A operação Carro-Pipa, do governo federal, que leva água potável às famílias no semiárido nordestino há mais de 20 anos, teve os recursos cortados neste mês, levando os caminhões a pararem o fornecimento do produto a moradores do interior no Nordeste.
Segundo a planilha do Exército, que coordena a operação, 1,6 milhão de pessoas teriam direito ao abastecimento em novembro em oito estados do Nordeste, mas estão prejudicadas.
O corte de recursos ocorreu logo após o segundo turno da eleição, no dia 30 de outubro, em que o presidente Jair Bolsonaro (PL) saiu derrotado.
O primeiro estado a ter o abastecimento suspenso, logo no início do mês, foi Alagoas. Já em Pernambuco, Paraíba e Bahia, a paralisação foi informada apenas na quinzena final de novembro, assim como vem ocorrendo nos demais estados, com os caminhões deixando de prestar o serviço à população.
A operação Carro-Pipa é financiada com recursos do Exército Brasileiro em parceria com o MDR (Ministério do Desenvolvimento Regional).
Ambos confirmaram que a suspensão ocorreu por falta de verbas para continuidade. O MDR diz que alertou o Ministério da Economia sobre a falta de recursos, e não obteve retorno.
A reportagem teve acesso a um documento do 72º Batalhão de Infantaria Motorizado, com sede em Petrolina (PE), endereçado a Defesas Civis de municípios de Pernambuco e Bahia.
No documento do dia 14, assinado pelo coronel Paulo Francisco Matheus de Oliveira, o Exército informa que “o recebimento parcial de recursos financeiros para atender a execução do serviço será somente para até o dia 15 de novembro corrente”.
A suspensão, porém, pegou as Defesas Civis, pipeiros e moradores de surpresa.
Pela regra, cada família tem direito a 20 litros de água por dia a cada integrante assistido.
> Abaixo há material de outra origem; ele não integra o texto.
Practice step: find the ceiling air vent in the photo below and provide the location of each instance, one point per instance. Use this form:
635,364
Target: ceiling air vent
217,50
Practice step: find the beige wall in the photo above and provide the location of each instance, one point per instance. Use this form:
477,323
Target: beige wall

Ou seja, se a casa tem cinco moradores, são 100 litros diários. Eles já relatam prejuízos.
Orlando Vieira da Silva, 54, vive no sítio Boa Esperança, em Ouricuri (PE), e exerce a função de apontador (liderança local que ajuda a coordenar distribuição da água) da operação na comunidade. Ele diz que, das 30 famílias que vivem lá, apenas quatro conseguiram receber água recentemente e 26 estão completamente desabastecidas.
“A região está precisando de água. Não sei por que, justo nesse período mais seco —que vai de setembro até janeiro—, parou. É muito ruim para nós”, lamentou.
Só em Pernambuco são 529 mil moradores de 105 cidades que estão aptos para receber água da operação. Em Ouricuri, são 19 mil pessoas atendidas, o maior número de beneficiários do estado.
Em tom emocionado, Silva faz um pedido de ajuda para que a situação seja revista urgentemente.
“Eu queria que o apelo chegasse ao governo e que eles vissem isso. A situação aqui está triste, as mães de família estão precisando de água, e nós não sabemos o que fazer. Eu queria pedir que as autoridades não deixar o povo com sede”, disse Orlando Vieira da Silva, sertanejo de Ouricuri (PE).
Em Poço das Trincheiras (AL), 6.800 famílias. O casal Adinézio Teotônio Soares, 70, e Marlene Luiz Soares, 68, mora no povoado Quandu e tem apelado para o uso de água não apropriada para o consumo.
“Estamos sem nada e pegando de uma cisterna da minha vizinha. A gente comprou água de uma barragem que tem aqui, mas não é muito boa. Coloquei pedras de cloro para limpar e consumir”, explica Adinézio.
“Aqui são umas 700 pessoas que precisam. Quase ninguém tem água na cisterna porque aqui é muito quente. Como as pessoas estavam acostumadas com o abastecimento, pensávamos que a água não ia terminar. As pessoas não souberam antes para economizar água”, diz Marlene Luiz Soares, de Poço das Trincheiras (AL).
A situação gerou uma procura de prefeitos do Nordeste à CNM (Confederação Nacional dos Municípios), que cobra uma solução.
Enquanto isso o povo sofre sem água e a morte ronda os municípios prejudicados pela maldade vingativa do “tinhoso”.